Hello, I’m PAO.
A classic Chinese cabbage recipe! !
It’s easy because you just stack the ingredients and heat them for 10 minutes!
The dried vermicelli is reconstituted with the water content of the Chinese cabbage, so it is not sticky and goes down smoothly.
Chinese cabbage with the umami of pork belly is sweet and delicious!
Ingredients (for 3-4 people)
Chinese cabbage・・・1/4 (about 500g)
Thinly sliced pork belly・・・250g
Mung bean vermicelli (dried)・・・40g
*Chicken stock powder: 1 tsp
*Soy sauce, sake: 2 tbsp each
*Sugar: 1/2 tbsp
*Garlic, ginger: 1/2 each (grated)
Potato starch, water 1/2 tbsp each
how to make
1.Cut the Chinese cabbage into 1 cm width for the core and 2 to 3 cm width for the leaves.
2.Cut the thinly sliced pork belly into 5cm pieces.
Cut the vermicelli in half lengthwise.
3.Spread half the core of the Chinese cabbage on the bottom of the pot or frying pan.

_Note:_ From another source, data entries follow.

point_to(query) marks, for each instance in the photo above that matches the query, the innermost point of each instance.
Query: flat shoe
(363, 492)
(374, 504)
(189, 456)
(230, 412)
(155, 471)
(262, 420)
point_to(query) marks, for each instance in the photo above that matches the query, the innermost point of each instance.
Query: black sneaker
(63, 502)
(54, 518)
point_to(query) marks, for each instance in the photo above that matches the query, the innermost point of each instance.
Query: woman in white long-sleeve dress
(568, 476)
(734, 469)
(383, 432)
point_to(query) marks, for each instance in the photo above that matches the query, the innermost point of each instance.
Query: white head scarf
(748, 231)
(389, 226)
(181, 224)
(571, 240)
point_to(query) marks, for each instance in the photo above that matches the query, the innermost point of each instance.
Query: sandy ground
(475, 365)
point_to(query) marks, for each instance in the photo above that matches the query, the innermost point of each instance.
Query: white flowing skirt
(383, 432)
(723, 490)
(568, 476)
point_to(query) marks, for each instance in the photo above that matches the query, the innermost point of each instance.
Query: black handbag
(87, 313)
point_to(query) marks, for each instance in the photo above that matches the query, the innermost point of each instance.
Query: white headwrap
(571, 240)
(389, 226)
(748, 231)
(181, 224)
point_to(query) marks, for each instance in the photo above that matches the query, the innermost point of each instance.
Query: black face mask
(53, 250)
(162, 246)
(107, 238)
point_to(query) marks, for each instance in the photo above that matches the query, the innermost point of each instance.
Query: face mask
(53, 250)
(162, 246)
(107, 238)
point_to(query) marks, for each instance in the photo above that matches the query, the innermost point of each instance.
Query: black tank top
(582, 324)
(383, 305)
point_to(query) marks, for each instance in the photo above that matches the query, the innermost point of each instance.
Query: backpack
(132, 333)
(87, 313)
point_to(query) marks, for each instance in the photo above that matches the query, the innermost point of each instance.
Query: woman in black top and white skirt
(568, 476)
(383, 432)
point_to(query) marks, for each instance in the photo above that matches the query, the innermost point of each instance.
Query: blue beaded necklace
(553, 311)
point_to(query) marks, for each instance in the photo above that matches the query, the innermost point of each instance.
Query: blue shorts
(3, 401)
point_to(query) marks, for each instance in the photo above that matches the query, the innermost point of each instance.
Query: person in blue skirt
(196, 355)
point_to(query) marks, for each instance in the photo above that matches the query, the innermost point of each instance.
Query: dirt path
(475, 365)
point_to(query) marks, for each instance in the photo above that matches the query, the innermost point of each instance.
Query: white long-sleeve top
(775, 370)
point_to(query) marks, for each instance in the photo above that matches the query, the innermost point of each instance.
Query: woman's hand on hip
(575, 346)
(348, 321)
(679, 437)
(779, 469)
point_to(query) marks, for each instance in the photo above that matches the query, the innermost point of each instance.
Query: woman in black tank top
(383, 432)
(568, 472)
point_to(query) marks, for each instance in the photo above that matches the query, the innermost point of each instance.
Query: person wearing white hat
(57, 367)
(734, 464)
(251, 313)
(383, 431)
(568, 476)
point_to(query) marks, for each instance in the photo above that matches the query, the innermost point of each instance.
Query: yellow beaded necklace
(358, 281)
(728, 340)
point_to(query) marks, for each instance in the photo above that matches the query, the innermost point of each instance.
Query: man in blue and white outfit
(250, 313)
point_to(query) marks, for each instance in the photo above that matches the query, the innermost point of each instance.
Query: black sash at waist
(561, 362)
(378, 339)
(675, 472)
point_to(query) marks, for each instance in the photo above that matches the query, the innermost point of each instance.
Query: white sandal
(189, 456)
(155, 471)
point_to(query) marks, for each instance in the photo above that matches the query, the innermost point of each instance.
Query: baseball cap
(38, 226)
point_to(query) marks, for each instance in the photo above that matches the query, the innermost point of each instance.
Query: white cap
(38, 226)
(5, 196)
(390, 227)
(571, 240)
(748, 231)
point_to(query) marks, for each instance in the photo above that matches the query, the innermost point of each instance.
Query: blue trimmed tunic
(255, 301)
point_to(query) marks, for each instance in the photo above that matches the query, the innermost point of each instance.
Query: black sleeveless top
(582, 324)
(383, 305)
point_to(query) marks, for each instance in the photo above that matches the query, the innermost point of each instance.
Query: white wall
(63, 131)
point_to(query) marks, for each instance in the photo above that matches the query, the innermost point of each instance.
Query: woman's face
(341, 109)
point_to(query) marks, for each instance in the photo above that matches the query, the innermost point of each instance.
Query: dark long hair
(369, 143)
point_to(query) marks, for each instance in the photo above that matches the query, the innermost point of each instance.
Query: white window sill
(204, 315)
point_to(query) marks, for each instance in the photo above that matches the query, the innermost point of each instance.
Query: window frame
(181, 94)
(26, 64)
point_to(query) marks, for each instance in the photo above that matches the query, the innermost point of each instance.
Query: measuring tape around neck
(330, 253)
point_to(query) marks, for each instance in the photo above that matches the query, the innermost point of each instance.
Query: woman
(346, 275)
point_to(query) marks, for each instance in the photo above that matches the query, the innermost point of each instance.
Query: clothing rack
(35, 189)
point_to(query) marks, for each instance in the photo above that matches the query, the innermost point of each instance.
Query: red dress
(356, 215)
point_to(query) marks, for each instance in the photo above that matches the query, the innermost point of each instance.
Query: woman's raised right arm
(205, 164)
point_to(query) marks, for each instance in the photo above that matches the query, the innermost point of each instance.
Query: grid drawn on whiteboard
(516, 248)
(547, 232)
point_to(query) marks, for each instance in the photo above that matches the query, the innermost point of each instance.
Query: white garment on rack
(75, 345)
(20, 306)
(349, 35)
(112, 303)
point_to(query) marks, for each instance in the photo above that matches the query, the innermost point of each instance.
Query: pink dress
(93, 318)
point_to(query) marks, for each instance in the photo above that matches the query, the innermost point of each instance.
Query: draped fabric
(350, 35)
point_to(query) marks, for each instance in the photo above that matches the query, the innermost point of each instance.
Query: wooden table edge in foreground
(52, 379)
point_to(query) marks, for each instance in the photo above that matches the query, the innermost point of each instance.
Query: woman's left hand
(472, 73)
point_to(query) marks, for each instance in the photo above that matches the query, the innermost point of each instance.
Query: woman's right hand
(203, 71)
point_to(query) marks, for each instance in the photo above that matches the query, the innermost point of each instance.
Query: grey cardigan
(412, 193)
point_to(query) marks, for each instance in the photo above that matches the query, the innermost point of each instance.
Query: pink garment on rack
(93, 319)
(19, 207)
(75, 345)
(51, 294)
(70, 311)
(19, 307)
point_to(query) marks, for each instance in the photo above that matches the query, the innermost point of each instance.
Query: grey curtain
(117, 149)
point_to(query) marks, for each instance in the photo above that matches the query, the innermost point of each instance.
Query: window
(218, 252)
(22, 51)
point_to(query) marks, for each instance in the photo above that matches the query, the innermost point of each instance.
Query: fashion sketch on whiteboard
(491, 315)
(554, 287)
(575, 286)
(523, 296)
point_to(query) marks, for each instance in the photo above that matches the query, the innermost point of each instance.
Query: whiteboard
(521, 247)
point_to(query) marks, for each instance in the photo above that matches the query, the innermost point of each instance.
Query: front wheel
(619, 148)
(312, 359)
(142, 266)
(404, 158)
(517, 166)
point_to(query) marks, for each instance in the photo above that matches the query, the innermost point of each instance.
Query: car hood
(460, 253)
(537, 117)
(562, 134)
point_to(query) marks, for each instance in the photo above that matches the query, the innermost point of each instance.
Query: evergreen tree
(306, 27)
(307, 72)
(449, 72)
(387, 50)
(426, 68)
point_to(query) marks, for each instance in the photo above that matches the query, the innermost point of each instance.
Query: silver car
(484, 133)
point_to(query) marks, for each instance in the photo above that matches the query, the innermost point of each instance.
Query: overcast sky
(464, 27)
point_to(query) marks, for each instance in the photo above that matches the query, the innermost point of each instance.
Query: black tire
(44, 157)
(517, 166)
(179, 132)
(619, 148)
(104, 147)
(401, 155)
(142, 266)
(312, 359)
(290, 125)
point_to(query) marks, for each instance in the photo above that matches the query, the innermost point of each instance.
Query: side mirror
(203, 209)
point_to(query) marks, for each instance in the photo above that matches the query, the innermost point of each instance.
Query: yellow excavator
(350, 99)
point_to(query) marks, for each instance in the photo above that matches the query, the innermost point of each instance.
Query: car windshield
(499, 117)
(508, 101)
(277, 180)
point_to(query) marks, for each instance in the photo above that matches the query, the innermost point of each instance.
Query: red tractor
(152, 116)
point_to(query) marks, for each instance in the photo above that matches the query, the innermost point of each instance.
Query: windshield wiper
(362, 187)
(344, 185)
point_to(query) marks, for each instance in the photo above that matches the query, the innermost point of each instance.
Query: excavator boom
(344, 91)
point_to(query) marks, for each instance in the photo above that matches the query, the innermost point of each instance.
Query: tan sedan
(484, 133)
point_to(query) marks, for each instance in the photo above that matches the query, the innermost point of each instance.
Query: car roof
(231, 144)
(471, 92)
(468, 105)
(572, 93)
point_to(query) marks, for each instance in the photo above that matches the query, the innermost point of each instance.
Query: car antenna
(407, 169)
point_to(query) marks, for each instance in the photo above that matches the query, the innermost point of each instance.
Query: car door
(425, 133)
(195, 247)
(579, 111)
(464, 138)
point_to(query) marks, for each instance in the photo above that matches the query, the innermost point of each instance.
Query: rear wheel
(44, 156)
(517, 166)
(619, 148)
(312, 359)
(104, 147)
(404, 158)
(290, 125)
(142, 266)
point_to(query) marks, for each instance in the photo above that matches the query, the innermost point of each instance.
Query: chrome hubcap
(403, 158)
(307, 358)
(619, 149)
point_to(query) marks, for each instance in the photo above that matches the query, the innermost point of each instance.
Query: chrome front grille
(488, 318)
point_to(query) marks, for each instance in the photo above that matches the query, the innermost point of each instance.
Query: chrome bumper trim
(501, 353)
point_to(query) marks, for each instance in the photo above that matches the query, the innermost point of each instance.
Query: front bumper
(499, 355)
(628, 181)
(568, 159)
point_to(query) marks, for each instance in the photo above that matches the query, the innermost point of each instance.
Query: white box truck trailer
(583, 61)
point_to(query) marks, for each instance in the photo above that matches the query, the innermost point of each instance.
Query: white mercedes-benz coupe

Spread half the amount of pork on top and sprinkle vermicelli on top.
4.Put the remaining Chinese cabbage on top and spread the pork belly.
Sprinkle * all over.
Cover with a lid and heat over medium heat.
Boil for 10 minutes.
Even if you mix it as it is and eat it, it will be light and delicious.
When you thicken it, the taste is firmly involved and it is delicious.
- Turn off the heat and add the water-soluble potato starch to the moist part.
Pour it in, stir it, heat it again over low heat, and when it thickens, it’s done! !
It’s also delicious with pepper and shichimi chili pepper.
Since it is boiled with less water, the Chinese cabbage does not become too worn out.